• SELAMAT DATANG DI PORTAL PEMERINTAH KOTA SEMARANG
  • BE SMART CITY : Based on E-gov, Semarang More Accountable, Realistic and the Transparent City.
  • CyGoS (Cyber Government : Semarang) - Cyber Administration, Cyber Information, Cyber Public Service, Cyber Licensing, Cyber Marketing City, Cyber Planning, etc 

Pj. Walikota Semarang Imbau SKPD Penerima DPA Mulai Jalankan Program

 11-01-2016 07:51 WIB    by Tanya Jawab    Dilihat: 1751 kali Berita Kota
Selangkah lebih cepat dari kota-kota lainnya yang ada di Jawa Tengah, Pemerintah Kota Semarang lakukan penyerahan DPA (Dokumen Pelaksanaan Anggaran) tahun 2016 kepada seluruh SKPD. Penyerahan tersebut di lakukan langsung oleh Pj. Walikota Semarang Tavip Supriyanto, Jumat (9/1) di Ruang Lokakrida. Turut hadir pula Wakil Ketua DPRD Agung Budi Margono.
Tavip dalam sambutannya mengucapkan terimakasih atas semua pihak terutama kawan-kawan Dewan dan SKPD yang memiliki komitmen untuk lebih cepat dalam pembahasan RKA hingga menjadi DPA seperti sekarang ini, sehingga kawan-kawan SKPD dapat lebih awal dalam merealisasikan program-program kegiatan yang telah direncanakan.
Lanjut Tavip, agar setelah penyerahan DPA ini SKPD segera menjalankan program-program yang telah disusun di dalam DPA tersebut. “Tidak usah menunggu lama kita langsung bergerak untuk melakukan kegiatan-kegiatan yang Bapak Ibu sudah susun, sehingga program-program pembangunan dapat selesai tepat waktu”
Termasuk juga dalam hal kegiatan yang membutuhkan pelelangan juga bisa dikerjakan sekarang. “Dalam bulan ini SKPD yang kegiatannya membutuhkan pelelangan, harus sudah diumumkan di SIRUP Pemkot Semarang (Sistem Informasi Rencana Umum Pengadaan), sehingga bulan depan sudah dapat dilelangkan” harapnya.
Di tahun ini Pemkot Semarang menerima bantuan keuangan dari Pemerintah Provinsi Jawa Tengah dengan jumlah sebesar 43 milyar yang dialokasikan ke beberapa SKPD khususnya yang menangani infrastruktur.
Beberapa SKPD di lingkungan Pemerintah Kota Semarang yang menerima DPA antara lain, Sekretaris Daerah Kota Semarang jumlah pendapatan Rp 22,88 miliar dan belanja Rp 99,67 miliar. Dinas Pendidikan jumlah belanja Rp 305,82 milyar.

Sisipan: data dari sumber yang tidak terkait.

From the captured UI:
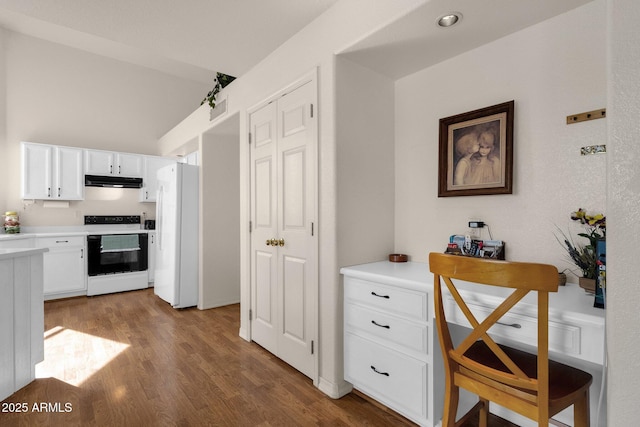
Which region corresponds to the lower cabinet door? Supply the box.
[44,247,87,297]
[344,332,428,424]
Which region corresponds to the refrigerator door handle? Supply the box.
[156,185,164,250]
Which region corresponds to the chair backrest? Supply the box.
[429,253,558,418]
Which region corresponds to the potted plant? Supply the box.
[200,73,236,109]
[556,208,606,292]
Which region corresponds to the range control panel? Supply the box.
[84,215,140,225]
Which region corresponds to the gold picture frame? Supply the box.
[438,101,515,197]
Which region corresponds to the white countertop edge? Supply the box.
[0,228,151,241]
[0,248,49,261]
[340,261,606,327]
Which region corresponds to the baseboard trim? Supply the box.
[318,378,353,399]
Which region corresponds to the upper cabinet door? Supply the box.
[85,150,143,178]
[53,147,84,200]
[21,143,54,200]
[21,142,84,200]
[84,150,115,175]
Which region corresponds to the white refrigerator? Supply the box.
[154,163,198,308]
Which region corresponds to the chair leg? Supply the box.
[478,399,489,427]
[573,390,591,427]
[442,381,460,427]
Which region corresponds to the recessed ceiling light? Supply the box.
[436,12,462,28]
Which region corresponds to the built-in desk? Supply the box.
[340,261,606,426]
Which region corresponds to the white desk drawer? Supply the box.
[344,333,427,419]
[36,236,87,248]
[344,303,429,354]
[344,277,428,321]
[445,298,581,356]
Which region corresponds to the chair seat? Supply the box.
[464,340,593,406]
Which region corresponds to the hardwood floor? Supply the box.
[0,289,413,426]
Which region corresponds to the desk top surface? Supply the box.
[340,261,605,327]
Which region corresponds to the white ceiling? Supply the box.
[0,0,592,83]
[0,0,337,83]
[341,0,604,79]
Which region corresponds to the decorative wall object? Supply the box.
[438,101,514,197]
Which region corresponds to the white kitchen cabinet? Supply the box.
[21,142,84,200]
[36,235,87,300]
[0,234,36,250]
[343,269,434,426]
[140,156,176,202]
[84,150,143,178]
[147,231,158,286]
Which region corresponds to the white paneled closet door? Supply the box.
[249,81,318,378]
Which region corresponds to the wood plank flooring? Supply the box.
[0,289,524,427]
[0,289,413,426]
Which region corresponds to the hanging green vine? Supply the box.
[200,73,236,108]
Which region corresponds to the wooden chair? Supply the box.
[429,253,592,427]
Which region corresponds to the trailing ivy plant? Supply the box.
[200,73,236,108]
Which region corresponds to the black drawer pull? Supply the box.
[371,365,389,377]
[371,291,389,299]
[371,320,391,329]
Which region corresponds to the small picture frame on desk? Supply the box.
[438,101,514,197]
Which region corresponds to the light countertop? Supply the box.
[0,248,49,261]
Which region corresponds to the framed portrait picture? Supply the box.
[438,101,514,197]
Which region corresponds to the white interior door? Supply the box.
[250,78,318,377]
[250,103,278,354]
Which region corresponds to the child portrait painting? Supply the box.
[438,101,514,197]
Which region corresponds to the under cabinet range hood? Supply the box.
[84,175,142,188]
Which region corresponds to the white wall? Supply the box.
[336,57,395,267]
[607,0,640,426]
[198,124,240,310]
[395,0,607,281]
[0,27,9,212]
[0,30,210,226]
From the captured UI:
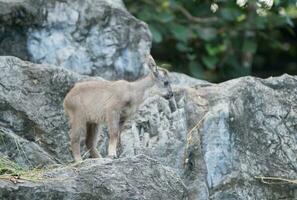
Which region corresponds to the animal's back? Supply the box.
[64,80,127,122]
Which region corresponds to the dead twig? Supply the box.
[255,176,297,185]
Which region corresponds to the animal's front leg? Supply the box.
[107,111,120,157]
[70,120,86,161]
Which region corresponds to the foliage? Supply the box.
[125,0,297,81]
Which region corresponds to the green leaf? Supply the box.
[176,42,193,52]
[205,44,226,56]
[220,7,241,21]
[242,39,257,54]
[195,26,218,41]
[170,24,191,42]
[202,56,219,70]
[149,25,163,43]
[157,12,174,23]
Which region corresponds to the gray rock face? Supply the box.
[0,0,151,80]
[184,75,297,200]
[0,156,187,200]
[0,57,82,167]
[0,57,297,200]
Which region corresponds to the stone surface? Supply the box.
[0,0,151,80]
[0,57,82,166]
[0,155,187,200]
[0,57,297,200]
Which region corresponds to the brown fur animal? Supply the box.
[64,55,172,161]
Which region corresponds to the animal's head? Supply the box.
[146,55,173,99]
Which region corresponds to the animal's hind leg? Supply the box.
[70,119,86,161]
[107,111,120,157]
[86,124,101,158]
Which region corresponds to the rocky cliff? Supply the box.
[0,0,297,200]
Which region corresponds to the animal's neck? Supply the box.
[133,74,155,97]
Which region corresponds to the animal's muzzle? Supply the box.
[165,92,173,100]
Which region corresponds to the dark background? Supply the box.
[124,0,297,82]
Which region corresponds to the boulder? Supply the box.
[0,57,297,200]
[0,155,187,200]
[0,0,151,80]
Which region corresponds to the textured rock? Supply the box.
[0,57,297,200]
[0,0,151,80]
[0,57,82,166]
[0,155,187,200]
[184,75,297,200]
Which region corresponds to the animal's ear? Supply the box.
[158,67,169,77]
[146,54,158,75]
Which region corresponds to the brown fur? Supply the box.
[64,55,171,161]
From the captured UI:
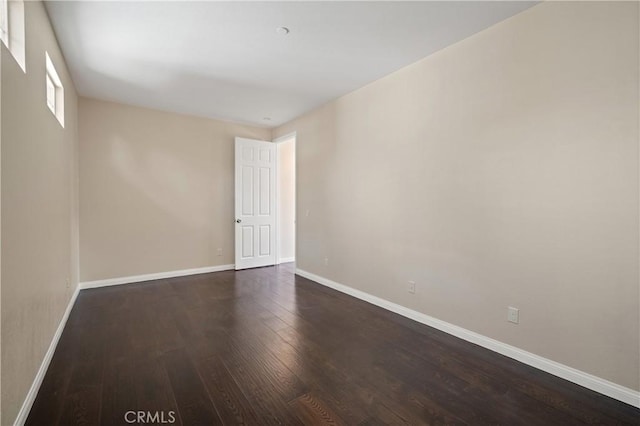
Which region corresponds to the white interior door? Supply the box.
[235,138,277,269]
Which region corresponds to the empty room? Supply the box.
[0,0,640,426]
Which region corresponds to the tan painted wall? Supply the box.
[0,2,78,425]
[79,98,271,281]
[274,2,640,390]
[278,140,296,259]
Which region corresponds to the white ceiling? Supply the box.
[47,1,535,127]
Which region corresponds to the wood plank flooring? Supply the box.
[27,264,640,426]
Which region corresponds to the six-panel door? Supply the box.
[235,138,276,269]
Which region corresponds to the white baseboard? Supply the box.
[13,286,80,426]
[296,268,640,408]
[80,265,235,290]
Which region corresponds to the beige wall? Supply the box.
[278,139,296,259]
[0,2,78,425]
[79,98,271,281]
[274,2,640,390]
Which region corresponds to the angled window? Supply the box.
[44,52,64,127]
[0,0,9,47]
[0,0,27,72]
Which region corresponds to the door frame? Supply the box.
[272,131,298,265]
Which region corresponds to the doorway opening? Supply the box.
[273,132,296,264]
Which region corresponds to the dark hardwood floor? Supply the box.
[27,264,640,425]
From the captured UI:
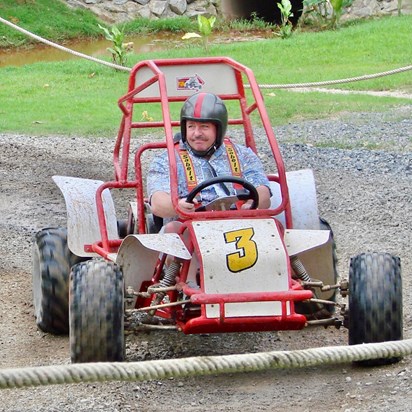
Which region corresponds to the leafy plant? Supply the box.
[276,0,293,39]
[303,0,353,29]
[98,24,133,66]
[182,14,216,51]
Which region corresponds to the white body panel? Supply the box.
[193,219,289,318]
[53,176,118,256]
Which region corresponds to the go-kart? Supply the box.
[33,57,402,362]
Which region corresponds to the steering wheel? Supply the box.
[186,176,259,212]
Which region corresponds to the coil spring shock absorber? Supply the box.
[290,255,311,282]
[149,259,180,316]
[290,255,324,310]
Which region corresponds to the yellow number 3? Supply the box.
[224,228,258,273]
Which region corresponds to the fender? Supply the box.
[53,176,119,257]
[116,233,192,290]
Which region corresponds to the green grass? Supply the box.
[0,0,102,47]
[0,6,412,138]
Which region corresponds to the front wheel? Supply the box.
[32,227,84,335]
[69,260,125,363]
[348,253,403,366]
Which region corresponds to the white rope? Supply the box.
[0,17,412,389]
[0,17,412,89]
[0,339,412,389]
[0,17,131,72]
[259,66,412,89]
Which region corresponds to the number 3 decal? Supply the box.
[224,227,258,273]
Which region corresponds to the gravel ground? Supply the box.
[0,105,412,412]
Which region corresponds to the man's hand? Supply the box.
[178,198,199,212]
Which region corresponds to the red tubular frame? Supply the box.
[85,57,313,333]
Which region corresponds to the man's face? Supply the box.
[186,120,216,152]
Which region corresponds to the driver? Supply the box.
[147,92,270,219]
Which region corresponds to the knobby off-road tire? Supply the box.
[32,228,84,335]
[348,253,403,366]
[69,259,125,363]
[295,217,338,320]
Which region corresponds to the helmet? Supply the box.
[180,92,227,153]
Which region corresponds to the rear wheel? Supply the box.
[348,253,402,366]
[295,217,338,320]
[69,260,125,362]
[32,228,83,334]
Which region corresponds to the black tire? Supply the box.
[69,260,125,363]
[32,228,84,335]
[295,217,338,320]
[348,253,403,366]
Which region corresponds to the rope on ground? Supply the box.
[0,17,412,89]
[0,339,412,389]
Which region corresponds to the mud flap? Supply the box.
[270,169,320,230]
[285,229,336,300]
[53,176,119,257]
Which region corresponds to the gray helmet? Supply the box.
[180,92,227,153]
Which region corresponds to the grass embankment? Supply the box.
[0,0,412,137]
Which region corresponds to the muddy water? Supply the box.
[0,34,178,67]
[0,31,273,68]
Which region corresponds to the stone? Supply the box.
[150,0,167,17]
[169,0,187,16]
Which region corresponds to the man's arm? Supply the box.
[150,192,197,218]
[242,185,270,209]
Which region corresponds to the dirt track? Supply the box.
[0,106,412,412]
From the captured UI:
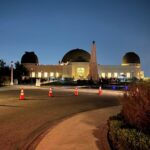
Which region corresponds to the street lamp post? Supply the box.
[10,61,14,85]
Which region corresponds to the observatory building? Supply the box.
[21,41,144,80]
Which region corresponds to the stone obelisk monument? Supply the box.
[89,41,99,82]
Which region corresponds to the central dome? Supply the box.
[21,52,38,64]
[122,52,140,64]
[62,48,90,63]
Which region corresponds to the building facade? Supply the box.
[21,43,144,80]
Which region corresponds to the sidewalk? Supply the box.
[36,106,121,150]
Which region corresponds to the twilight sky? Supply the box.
[0,0,150,76]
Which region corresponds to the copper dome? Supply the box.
[122,52,140,64]
[21,52,38,64]
[62,48,90,63]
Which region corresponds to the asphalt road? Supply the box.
[0,86,120,150]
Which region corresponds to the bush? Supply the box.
[122,83,150,134]
[108,117,150,150]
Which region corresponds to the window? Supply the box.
[101,72,105,78]
[44,72,48,78]
[114,72,118,78]
[77,68,85,76]
[38,72,42,78]
[31,72,35,78]
[56,72,59,78]
[127,72,131,78]
[50,72,54,77]
[108,72,111,78]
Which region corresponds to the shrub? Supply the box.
[122,83,150,133]
[108,119,150,150]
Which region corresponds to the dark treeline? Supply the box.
[0,59,28,85]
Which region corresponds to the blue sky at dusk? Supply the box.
[0,0,150,76]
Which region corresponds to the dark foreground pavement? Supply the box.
[0,86,119,150]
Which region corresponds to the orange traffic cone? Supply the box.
[98,86,102,96]
[48,87,53,97]
[20,88,24,100]
[74,87,79,96]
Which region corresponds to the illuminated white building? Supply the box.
[21,41,144,80]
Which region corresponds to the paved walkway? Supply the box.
[36,106,121,150]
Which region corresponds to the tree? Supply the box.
[14,61,29,82]
[0,59,10,83]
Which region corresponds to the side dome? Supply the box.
[21,52,39,64]
[62,48,90,63]
[122,52,140,65]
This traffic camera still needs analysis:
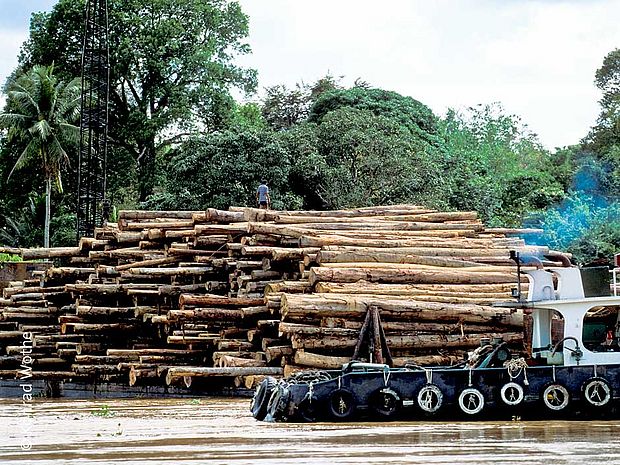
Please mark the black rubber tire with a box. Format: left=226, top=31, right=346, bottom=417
left=369, top=389, right=402, bottom=418
left=265, top=385, right=291, bottom=421
left=250, top=376, right=278, bottom=421
left=297, top=399, right=319, bottom=423
left=581, top=376, right=614, bottom=408
left=541, top=383, right=571, bottom=414
left=327, top=389, right=356, bottom=421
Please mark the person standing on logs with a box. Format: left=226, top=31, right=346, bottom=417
left=256, top=179, right=271, bottom=210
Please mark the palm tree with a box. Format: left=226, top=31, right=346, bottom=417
left=0, top=65, right=81, bottom=247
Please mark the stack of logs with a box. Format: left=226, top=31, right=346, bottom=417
left=0, top=205, right=557, bottom=390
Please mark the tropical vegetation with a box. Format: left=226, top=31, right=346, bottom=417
left=0, top=0, right=620, bottom=262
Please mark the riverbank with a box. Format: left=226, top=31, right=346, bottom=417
left=0, top=398, right=620, bottom=465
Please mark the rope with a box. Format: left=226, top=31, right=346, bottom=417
left=383, top=369, right=392, bottom=387
left=504, top=357, right=530, bottom=386
left=424, top=369, right=433, bottom=384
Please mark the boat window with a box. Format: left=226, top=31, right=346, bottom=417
left=582, top=306, right=620, bottom=352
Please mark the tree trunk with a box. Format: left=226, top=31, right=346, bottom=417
left=43, top=177, right=52, bottom=248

Kemudian RSUD Ketileng dengan alokasi DPA dan jumlah pendapatan Rp 125,21 miliar serta belanja Rp 213.75 miliar. Dinas Bina Marga dengan jumlah pendapatan Rp 43 jutar dan belanja Rp 43 miliar, Dinas Tata Kota dan Perumahan dengan jumlah pendapatan Rp 37,86 milyar dan belanja Rp 219,61 milyar. Terakhir Dinas Kebersihan dan Pertamanan dengan pendapatan Rp 12,59 miliar dan belanja Rp 13,21 miliar.
Kecamatan juga menerima DPA, diantaranya Gunungpati dengan belanja Rp 18,71 milyar, Semarang Barat dengan belanja Rp 18,38 milyar, Tembalang 18,38 milyar, Pedurungan dengan belanja 17,86 milyar, dan Mijen 17,13 milyar.
Pihaknya juga menghimbau agar agar tidak mengulagi kesalahan ditahun kemarin, yaitu SILPA dalam jumlah besar yang menandakan anggaran tidak dapat terserap 100% dikarenakan banyak hal. Untuk itu lakukan mapping/ pemetaan terhadap kendala apa yang selama ini menjadi permasalahan di lapangan. Kemudian cari langkah solusinya bersama-sama agar yang di alami di tahun 2015 kemarin, tidak terulang kembali di tahun 2016 ini.
“Laksanakan kegiatan sesuai perencanaan supaya tepat sasaran, tepat waktu dan tepat mutu. Jangan sampai ada lagi proyek yang molor/ bahkan gagal lelang. Jangan ada lagi, proyek sudah selesai dikerjakan, tetapi belum bisa dibayarkan. Dengan tetap memperhatikan rambu-rambu berupa regulasi/ peraturan yang ada” tutup Tavip.